Operating risk can be defined as the risk of lowering enterprise value by not being able to
conduct daily business operations as a result of business interruption or disaster. A company
might not have a business or disaster recovery plan in place, meaning it is susceptible if physical
damage prevents continuation of business. While the financial impact can be mitigated by
relevant insurance coverage, it is unlikely to result in full recovery of damages.
Financial risk can be defined as the risk of lowering enterprise value by not being able to
manage credit, market and/or liquidity risks properly.
Process risk can be defined as the risk of lowering enterprise value by not being able to manage
operational risks properly. A company that suffers from poor internal controls – arising, perhaps,
from a combination of weak policy, process, procedures, data, technology, and infrastructure, is
very likely to suffer from control failures, settlement problems, and so forth.

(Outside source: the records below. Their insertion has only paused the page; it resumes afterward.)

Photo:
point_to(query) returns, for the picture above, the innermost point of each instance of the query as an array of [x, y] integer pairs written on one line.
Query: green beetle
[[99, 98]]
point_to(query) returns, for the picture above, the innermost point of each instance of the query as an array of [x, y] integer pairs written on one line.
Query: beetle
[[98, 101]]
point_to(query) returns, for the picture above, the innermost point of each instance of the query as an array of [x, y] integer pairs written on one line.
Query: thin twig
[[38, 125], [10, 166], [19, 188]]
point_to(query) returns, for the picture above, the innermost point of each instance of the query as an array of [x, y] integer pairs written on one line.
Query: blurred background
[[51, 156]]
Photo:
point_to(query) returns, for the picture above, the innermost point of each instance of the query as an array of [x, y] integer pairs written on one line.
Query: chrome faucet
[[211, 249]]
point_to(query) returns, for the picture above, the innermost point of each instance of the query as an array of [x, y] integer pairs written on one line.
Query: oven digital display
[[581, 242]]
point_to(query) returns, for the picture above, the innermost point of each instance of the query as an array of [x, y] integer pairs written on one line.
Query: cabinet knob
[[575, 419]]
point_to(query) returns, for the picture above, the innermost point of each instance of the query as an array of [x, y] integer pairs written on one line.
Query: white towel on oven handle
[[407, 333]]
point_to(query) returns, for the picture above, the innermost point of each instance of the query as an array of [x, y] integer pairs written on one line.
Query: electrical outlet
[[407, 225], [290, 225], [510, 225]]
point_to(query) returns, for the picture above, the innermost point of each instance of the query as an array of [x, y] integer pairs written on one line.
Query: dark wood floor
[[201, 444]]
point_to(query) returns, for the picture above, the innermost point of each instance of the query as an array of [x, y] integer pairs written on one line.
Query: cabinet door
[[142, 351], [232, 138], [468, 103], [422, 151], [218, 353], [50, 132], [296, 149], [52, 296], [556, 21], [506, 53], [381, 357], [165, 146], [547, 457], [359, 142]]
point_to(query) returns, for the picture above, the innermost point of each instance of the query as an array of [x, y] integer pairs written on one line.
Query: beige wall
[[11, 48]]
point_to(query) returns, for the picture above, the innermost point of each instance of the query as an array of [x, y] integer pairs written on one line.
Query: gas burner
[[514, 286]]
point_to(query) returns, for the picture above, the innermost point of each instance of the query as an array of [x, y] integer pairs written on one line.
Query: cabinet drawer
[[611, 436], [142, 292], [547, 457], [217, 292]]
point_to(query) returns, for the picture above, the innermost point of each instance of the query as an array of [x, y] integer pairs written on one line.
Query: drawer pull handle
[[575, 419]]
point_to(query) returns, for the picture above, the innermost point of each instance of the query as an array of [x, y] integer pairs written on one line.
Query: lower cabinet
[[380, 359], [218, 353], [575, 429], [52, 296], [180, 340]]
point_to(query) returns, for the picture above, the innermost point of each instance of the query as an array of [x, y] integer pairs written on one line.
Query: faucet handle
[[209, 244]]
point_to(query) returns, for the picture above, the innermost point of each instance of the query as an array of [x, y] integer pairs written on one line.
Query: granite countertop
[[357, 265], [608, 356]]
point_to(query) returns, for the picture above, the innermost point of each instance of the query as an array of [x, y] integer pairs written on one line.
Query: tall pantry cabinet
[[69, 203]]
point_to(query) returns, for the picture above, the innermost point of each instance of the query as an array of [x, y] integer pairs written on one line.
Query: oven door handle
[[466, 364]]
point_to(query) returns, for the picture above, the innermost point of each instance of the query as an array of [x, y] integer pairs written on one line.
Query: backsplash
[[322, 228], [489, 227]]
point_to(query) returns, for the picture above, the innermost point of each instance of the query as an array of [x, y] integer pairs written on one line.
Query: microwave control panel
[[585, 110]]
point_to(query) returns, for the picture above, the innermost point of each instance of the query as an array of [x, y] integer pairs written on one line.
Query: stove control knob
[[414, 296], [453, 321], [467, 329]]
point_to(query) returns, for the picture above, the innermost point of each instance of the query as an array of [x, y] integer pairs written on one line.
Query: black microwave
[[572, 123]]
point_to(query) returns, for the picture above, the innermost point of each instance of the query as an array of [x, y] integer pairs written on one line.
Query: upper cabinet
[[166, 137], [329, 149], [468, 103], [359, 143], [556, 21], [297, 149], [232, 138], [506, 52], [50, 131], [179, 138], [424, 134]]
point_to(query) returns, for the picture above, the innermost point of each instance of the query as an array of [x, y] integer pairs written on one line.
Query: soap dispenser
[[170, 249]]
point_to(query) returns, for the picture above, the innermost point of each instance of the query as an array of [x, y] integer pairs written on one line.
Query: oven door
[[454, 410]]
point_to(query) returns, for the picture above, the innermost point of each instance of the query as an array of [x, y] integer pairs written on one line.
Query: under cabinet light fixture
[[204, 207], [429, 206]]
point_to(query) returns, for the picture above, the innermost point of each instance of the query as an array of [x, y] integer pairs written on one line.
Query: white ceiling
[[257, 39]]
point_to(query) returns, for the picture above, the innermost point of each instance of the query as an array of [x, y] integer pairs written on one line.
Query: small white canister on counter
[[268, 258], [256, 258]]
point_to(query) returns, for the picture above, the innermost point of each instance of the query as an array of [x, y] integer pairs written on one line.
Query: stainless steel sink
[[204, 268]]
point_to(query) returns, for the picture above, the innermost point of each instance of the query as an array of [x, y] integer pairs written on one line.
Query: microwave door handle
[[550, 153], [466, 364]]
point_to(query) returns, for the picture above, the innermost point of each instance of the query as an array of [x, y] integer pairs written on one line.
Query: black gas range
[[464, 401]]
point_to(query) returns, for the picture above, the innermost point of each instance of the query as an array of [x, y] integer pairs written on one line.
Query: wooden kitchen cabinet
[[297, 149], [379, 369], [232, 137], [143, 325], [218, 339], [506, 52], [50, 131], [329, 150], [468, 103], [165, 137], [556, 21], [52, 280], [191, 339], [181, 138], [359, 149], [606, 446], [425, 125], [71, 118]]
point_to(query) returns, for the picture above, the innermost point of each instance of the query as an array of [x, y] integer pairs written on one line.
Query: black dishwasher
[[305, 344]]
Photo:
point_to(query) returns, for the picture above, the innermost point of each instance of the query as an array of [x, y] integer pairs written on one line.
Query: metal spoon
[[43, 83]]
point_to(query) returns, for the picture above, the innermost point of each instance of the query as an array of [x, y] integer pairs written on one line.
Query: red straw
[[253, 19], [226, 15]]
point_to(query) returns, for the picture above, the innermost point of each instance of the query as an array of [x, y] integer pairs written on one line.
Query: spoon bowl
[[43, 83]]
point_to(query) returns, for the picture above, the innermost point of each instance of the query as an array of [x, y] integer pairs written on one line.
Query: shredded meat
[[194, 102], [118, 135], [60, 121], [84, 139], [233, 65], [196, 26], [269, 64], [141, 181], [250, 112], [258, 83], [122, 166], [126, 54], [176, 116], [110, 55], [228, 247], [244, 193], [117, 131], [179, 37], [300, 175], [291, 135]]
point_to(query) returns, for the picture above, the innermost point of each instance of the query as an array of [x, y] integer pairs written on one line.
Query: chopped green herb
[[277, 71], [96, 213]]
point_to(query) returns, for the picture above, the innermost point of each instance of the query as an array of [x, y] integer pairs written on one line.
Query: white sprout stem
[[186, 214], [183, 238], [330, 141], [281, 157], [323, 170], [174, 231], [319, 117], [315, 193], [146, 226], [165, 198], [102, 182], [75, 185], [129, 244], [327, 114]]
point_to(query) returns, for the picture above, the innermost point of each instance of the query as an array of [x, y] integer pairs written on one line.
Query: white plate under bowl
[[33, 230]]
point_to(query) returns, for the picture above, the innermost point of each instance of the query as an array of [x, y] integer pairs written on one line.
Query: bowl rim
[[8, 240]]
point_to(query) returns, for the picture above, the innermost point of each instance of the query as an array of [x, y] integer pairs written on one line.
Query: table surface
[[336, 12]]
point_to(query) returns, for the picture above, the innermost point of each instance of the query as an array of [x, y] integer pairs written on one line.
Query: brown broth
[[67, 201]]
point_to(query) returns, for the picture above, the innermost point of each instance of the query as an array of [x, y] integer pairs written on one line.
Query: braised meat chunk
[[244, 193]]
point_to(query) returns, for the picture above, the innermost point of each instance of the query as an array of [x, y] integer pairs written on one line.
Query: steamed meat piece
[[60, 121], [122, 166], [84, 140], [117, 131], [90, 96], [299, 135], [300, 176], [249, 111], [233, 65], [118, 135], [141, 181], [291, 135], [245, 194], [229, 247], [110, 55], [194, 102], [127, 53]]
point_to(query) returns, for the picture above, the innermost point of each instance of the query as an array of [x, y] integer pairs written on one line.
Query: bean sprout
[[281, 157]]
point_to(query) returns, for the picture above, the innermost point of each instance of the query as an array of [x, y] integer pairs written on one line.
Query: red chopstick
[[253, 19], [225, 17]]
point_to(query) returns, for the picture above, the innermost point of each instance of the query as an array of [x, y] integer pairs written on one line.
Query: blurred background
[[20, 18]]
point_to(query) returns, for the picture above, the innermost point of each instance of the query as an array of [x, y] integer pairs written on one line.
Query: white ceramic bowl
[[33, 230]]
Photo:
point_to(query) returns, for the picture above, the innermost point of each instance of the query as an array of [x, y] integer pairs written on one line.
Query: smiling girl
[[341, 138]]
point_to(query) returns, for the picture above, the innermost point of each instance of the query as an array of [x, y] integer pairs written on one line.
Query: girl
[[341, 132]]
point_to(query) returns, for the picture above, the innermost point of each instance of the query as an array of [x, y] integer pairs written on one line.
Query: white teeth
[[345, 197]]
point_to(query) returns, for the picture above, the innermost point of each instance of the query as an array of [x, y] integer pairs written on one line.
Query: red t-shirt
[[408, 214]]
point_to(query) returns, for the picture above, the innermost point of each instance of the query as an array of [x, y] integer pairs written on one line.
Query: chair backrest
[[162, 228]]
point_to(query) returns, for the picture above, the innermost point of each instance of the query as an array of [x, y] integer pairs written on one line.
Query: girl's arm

d) Inadequate internal audits
The internal audit function is an essential element of the control infrastructure, and must be
capable of examining any aspect of corporate operations to determine whether policies and
procedures are adequate, secure, and functioning as intended, or whether new controls are
required in order to close loopholes or correct errors. Again, such units must reflect an
appropriate level of independence in order to be effective. They must also be properly staffed;
this means hiring professionals with enough technical skills and stature to perform the job
properly. Unfortunately, in some systems internal audit teams are not given the proper resourcing
or authority, meaning the quality, quantity, and depth of work can suffer.